The musical journey we embark upon this week begins in the early 1950s. The son of a Kutchi merchant in Mumbai is trying to make his way in the shafaarish-based world of the film studios. He is getting a few nibbles and even a couple of credits as a junior musical director on some films, but he knows he needs a special calling card if he’s ever going to realise his dream of hitting the Big Time.
He doesn’t have the door-opening track record but he does have ideas. But no one who is anyone has the time to entertain them.

What to do? What do I have that no one else does?

Then it dawns on him! “My father! I have my father. He’s a businessman with connections overseas. He has access to the technology and modernity of the West, something very few others have.” In 1952, the young man arranged through his father’s connections the importation of a strange instrument called the Clavioline. This was something utterly new, an electronic keyboard invented only four or five years earlier in France and even there, still barely known.

The young man, Kalyanji Virji Shah, introduced the Space Age sound of this early synthesizer in a minor film, Nag Panchami, in 1953. Though the film fared poorly Kalyanji’s calling card had worked a treat. He was recommended to Hemant Kumar, who in turn hooked him up with musical director Ravi to create a similar sonic atmosphere for his film Nagin the following year. The following clip known simply as Been Music from that film is some of what the young man came up with.

Been Music Nagin (1954)

A case could be made for this sequence, in which the Clavoline fills in for the traditional snake charmer’s been, being one of the most influential in modern Indian cinema. This strange new instrument which Kalyanji managed to make sound as familiar as the Indian dust shot Nagin to superhit status and in the process hugely advanced the careers of Hemant Kumar and Ravi (and himself).
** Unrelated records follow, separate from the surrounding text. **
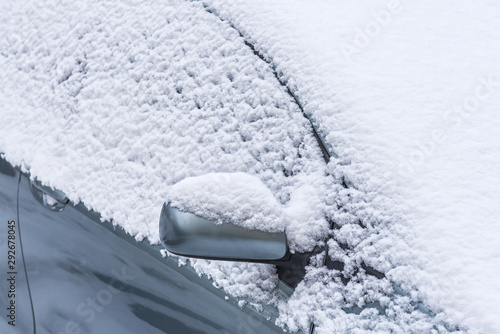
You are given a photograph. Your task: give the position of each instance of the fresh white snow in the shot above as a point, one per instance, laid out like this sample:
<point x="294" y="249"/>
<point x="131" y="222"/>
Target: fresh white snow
<point x="126" y="105"/>
<point x="408" y="95"/>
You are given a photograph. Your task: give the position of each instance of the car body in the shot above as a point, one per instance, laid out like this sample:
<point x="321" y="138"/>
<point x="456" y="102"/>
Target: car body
<point x="88" y="276"/>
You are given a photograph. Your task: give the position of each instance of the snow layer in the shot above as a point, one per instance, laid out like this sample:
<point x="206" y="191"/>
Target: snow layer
<point x="116" y="102"/>
<point x="407" y="94"/>
<point x="251" y="204"/>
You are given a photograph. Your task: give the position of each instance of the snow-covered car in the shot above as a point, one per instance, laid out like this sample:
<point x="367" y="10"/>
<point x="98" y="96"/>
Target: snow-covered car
<point x="68" y="272"/>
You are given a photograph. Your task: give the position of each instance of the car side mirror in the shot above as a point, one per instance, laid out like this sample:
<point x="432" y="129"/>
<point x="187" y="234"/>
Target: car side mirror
<point x="186" y="234"/>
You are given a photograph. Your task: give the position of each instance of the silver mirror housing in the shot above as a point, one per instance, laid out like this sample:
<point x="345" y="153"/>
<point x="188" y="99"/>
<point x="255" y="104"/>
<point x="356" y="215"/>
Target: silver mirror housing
<point x="186" y="234"/>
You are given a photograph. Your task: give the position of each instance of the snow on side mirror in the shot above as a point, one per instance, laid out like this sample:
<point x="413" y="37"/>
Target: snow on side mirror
<point x="224" y="216"/>
<point x="186" y="234"/>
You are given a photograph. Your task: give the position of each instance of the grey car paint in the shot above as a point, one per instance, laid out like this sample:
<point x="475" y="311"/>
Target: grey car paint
<point x="90" y="277"/>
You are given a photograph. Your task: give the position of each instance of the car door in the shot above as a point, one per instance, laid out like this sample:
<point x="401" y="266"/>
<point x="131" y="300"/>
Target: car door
<point x="88" y="277"/>
<point x="16" y="314"/>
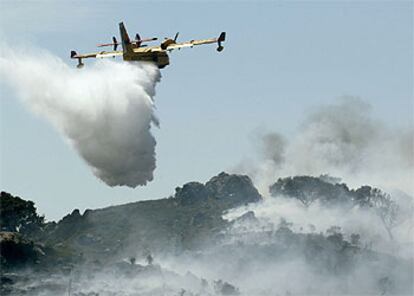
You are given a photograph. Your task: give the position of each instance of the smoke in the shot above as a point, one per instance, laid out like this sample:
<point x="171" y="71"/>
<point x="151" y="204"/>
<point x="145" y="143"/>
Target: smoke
<point x="105" y="110"/>
<point x="342" y="139"/>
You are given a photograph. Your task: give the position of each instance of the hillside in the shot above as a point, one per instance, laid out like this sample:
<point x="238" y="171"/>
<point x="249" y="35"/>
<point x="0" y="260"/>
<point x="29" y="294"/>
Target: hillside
<point x="217" y="238"/>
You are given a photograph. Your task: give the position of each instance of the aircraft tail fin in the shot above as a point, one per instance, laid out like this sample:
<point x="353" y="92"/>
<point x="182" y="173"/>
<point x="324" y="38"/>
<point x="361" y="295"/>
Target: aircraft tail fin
<point x="126" y="42"/>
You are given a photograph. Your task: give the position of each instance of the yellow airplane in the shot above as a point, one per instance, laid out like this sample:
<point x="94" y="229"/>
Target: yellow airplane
<point x="135" y="50"/>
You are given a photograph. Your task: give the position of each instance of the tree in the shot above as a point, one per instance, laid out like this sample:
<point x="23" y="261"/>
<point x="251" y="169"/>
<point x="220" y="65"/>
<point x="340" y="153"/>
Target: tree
<point x="18" y="215"/>
<point x="386" y="208"/>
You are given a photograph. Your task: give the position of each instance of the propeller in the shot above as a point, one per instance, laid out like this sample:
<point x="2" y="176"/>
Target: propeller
<point x="115" y="42"/>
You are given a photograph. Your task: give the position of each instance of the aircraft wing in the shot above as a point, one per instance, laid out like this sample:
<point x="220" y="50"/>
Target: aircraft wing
<point x="102" y="54"/>
<point x="192" y="43"/>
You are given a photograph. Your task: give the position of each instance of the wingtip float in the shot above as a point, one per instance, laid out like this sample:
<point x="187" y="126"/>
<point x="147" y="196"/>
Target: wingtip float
<point x="136" y="50"/>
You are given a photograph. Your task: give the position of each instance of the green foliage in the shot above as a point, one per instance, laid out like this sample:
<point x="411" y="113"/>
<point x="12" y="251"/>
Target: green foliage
<point x="18" y="215"/>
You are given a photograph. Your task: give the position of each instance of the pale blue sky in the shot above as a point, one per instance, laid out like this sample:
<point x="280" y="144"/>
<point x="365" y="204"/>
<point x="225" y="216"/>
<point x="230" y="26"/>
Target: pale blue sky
<point x="281" y="58"/>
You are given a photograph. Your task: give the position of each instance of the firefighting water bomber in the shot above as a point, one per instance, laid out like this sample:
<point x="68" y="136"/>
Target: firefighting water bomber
<point x="136" y="50"/>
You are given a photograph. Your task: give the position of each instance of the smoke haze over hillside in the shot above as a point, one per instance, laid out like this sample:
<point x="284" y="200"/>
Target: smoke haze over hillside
<point x="340" y="139"/>
<point x="104" y="110"/>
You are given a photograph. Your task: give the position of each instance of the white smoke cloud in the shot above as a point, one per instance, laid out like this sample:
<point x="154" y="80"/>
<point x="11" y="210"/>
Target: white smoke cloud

Ever since, whenever a scene requires a been the traditional instrument has been bypassed in favor of this electronic tone; this little sequence did in fact create space in the Indian audience’s mind for what would soon be a rush of rock n’ roll modern sounds from the West.

Kalyanji was eventually joined by his brother Anandji and together they went on to not only hit but completely define the Big Time of Hindi filmi music. Others clamoured to get their hands on the Clavoline (which Kalyanji rented out to special friends for up to Rs 350 a go!) but for a long time the sound of space-age belonged to the boy from Kutch. And over the years the genius of the two brothers has been recognised by artists not just in contemporary Bollywood but around the world. Let’s check out some of those unlikely places!
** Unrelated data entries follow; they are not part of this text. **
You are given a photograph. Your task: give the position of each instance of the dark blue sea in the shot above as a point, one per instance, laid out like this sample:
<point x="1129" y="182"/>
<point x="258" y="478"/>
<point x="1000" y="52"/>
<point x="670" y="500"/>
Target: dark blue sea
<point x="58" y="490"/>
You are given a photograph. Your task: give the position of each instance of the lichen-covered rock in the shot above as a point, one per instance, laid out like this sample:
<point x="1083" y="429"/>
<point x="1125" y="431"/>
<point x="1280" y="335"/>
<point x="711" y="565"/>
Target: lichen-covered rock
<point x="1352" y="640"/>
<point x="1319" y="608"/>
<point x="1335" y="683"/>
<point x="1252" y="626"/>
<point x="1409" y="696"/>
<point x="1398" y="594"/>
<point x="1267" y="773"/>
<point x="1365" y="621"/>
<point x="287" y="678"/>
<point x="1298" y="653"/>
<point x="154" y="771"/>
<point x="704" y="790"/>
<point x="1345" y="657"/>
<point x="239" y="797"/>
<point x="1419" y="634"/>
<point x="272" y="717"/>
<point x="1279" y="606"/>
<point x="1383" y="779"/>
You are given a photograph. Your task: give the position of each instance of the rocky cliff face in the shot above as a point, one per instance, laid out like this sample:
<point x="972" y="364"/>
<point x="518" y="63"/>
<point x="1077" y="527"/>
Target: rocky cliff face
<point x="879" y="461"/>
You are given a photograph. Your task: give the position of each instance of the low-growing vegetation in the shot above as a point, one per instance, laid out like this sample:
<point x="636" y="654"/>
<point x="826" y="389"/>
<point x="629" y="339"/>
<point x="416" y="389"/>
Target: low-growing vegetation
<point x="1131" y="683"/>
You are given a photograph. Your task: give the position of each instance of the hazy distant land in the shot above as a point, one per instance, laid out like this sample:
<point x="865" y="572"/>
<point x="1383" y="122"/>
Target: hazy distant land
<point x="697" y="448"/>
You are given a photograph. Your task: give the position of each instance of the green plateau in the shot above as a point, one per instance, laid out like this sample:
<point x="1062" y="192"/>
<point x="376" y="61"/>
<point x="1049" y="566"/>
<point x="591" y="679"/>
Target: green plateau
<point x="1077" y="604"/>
Ae Naujawan Hai Sab Apradh (1972)

Refresh your mind with this Asha/Helen item number from Feroz Khan’s 1972 film Apradh.

Then listen to this 2005 Grammy-winning track.

Don’t Funk With My Heart
The Blackeyed Peas

Basically a straight lift of pace, atmosphere, rhythm and melody, not to mention the amazing drum track which is lifted from another Kalyanji-Anandji hit, this time from Don: Yeh Mera Dil.

That 1978 mega-hit starring Amitabh has been a gold mine of funk for mix masters and DJs. DJ Shadow and Dan the Automator are two American DJs and hip-hop producers who have fallen under the spell of golden age Hindi cinema. Through a couple of albums entitled Bombay the Hard Way, they have revamped some of the classic tracks of the great music directors for an American club audience.

Don Theme Music
DJ Shadow and Dan the Automator

A subtle but heartfelt reinterpretation of the theme to the film, whose high point comes when the Big B channels Clark Cable in Gone with the Wind and dismisses Helen with ‘Some other time, baby’.

Pal Bhar Ke Liye
The Simpsons/Kishore Kumar

When you are sampled by Homer and Marge, well you’ve pretty much hit the pinnacle of popular acclaim. This clip reimagines the Kalyanji-Anandji hit from Johnny Mera Naam.

Twist Love Aaj Kal
Neeraj Sridhar

We come full circle with Been Music reemerging in the 2009 ultra-contemporary dance scene from Love Aaj Kal.